Outdoor marijuana growers are reporting an increase in cross-pollination from hemp farms, a development that could mean marijuana cultivators might lose upwards of tens of thousands of dollars if their plants become unmarketable as flower products.
As the marijuana and hemp industries increasingly share the same cultivation territory, the number of conflicts is likely to increase, particularly in areas with thriving outdoor cannabis cultivation.
Washington state is a case in point. In April, Gov. Jay Inslee signed Senate Bill 5276 into law, opening the state up to hemp production in response to the 2018 Farm Bill in part by removing the previous 4-mile buffer between outdoor marijuana grows and hemp farms.
At least one marijuana farmer has experienced firsthand the consequences of this change in the law.
“We took a big hit,” said Robert Morf, who owns and operates Cheshire Creek, an outdoor marijuana cultivation operation in Waterville, Washington.
He estimated he will lose about $40,000 this year after his midsized, 600-plant farm was cross-pollinated by pollen from the male plants he said came from a neighboring hemp grower.
All to extract
According to Morf, his flower is full of seeds, reducing the usable volume and overall quality and value of the crop.
He won’t be able to sell it on the wholesale or retail flower market and will take a financial hit by selling it all for extraction.
Morf has grown marijuana for three years “out in the middle of nowhere” with no other cannabis cultivators for 30 miles.
He didn’t have any trouble with his neighbors until the buffer was removed under the new hemp law.
The hemp grower who leased the land from the farmers across the road assured Morf the plants would be grown from clones.
Since Morf was there first with his marijuana operation, it was up to him to give the OK, and he took it on faith the hemp growers would remove the male plants.
He thought “cross-pollination would have been worse for them than it would have been for me.”
Morf contacted his local and state political representatives as well as his contact at the Washington State Liquor and Cannabis Board (LCB), but he found no recourse.

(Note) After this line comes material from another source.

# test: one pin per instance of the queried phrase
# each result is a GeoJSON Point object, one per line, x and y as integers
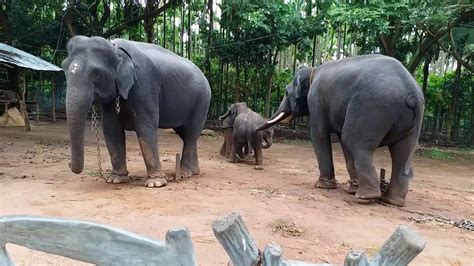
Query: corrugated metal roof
{"type": "Point", "coordinates": [14, 56]}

To prove it wasn’t his own plants that pollinated his field, Morf pointed out that the LCB’s tracking system will show that he planted from female clones.

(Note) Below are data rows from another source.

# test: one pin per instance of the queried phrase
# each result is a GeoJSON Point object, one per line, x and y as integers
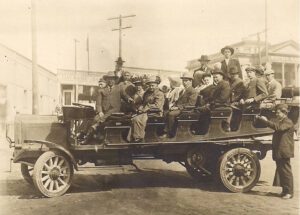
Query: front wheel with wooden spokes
{"type": "Point", "coordinates": [27, 173]}
{"type": "Point", "coordinates": [239, 170]}
{"type": "Point", "coordinates": [52, 174]}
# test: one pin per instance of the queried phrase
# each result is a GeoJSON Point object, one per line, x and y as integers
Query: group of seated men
{"type": "Point", "coordinates": [217, 87]}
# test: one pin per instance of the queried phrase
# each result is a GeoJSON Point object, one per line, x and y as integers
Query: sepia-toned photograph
{"type": "Point", "coordinates": [172, 107]}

“We’ve gone through three years of growing, and the most I’ve seen is a female plant with one bud herming off a stem last year,” he added.

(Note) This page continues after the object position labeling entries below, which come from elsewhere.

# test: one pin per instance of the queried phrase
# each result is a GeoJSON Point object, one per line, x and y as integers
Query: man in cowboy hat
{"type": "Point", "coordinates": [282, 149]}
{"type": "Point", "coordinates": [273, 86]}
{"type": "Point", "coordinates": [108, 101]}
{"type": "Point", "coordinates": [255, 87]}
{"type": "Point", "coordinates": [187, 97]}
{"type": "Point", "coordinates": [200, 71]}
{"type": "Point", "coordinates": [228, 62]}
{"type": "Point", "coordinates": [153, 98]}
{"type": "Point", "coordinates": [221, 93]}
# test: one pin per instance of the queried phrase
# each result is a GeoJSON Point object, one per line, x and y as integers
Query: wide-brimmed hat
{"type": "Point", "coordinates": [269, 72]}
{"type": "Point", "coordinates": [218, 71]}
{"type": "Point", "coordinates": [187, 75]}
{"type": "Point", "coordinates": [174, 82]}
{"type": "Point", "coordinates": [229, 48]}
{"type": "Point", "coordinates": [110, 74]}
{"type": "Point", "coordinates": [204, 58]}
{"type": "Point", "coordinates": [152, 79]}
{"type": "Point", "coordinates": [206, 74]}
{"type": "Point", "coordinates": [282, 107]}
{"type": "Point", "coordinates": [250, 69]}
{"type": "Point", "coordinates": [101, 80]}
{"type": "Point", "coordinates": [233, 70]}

“Herming” refers to a cannabis plant developing both male and female flowers.
Morf has considered suing, but he figures it’s not worth the cost.
“At this point, it’s ‘screw it’ and move on,” he added.
The hemp growers have left the plants cut down in the field and won’t be returning next year to farm that land, Morf told Marijuana Business Daily.
Silvia Sianez sweeps the last of the hemp into a bin to be dried on Saturday morning at Fern Farms outside of Greeley. (Joshua Polson, Special to The Colorado Sun)
Carefully source your seed
A similar problem is shaping up in the bordering state to the south, Oregon.
Pete Gendron, a grower in Sunny Valley and president of the Oregon SunGrowers Guild, estimated the cross-pollination issue is impacting about 8% of the state’s marijuana production.
In terms of total acreage affected by cross-pollination, it’s an increase from last year, he added.
That’s largely because the number of hemp acres has increased by about 500%.
According to Hemp Industry Daily, Oregon had 11,754 acres in 2018 and increased to 51,313 acres in 2019.
His advice to growers looking to avoid male plants showing up in their fields: Buy your seed from a reputable provider and try to make sure your hemp-growing neighbors are using feminized seeds.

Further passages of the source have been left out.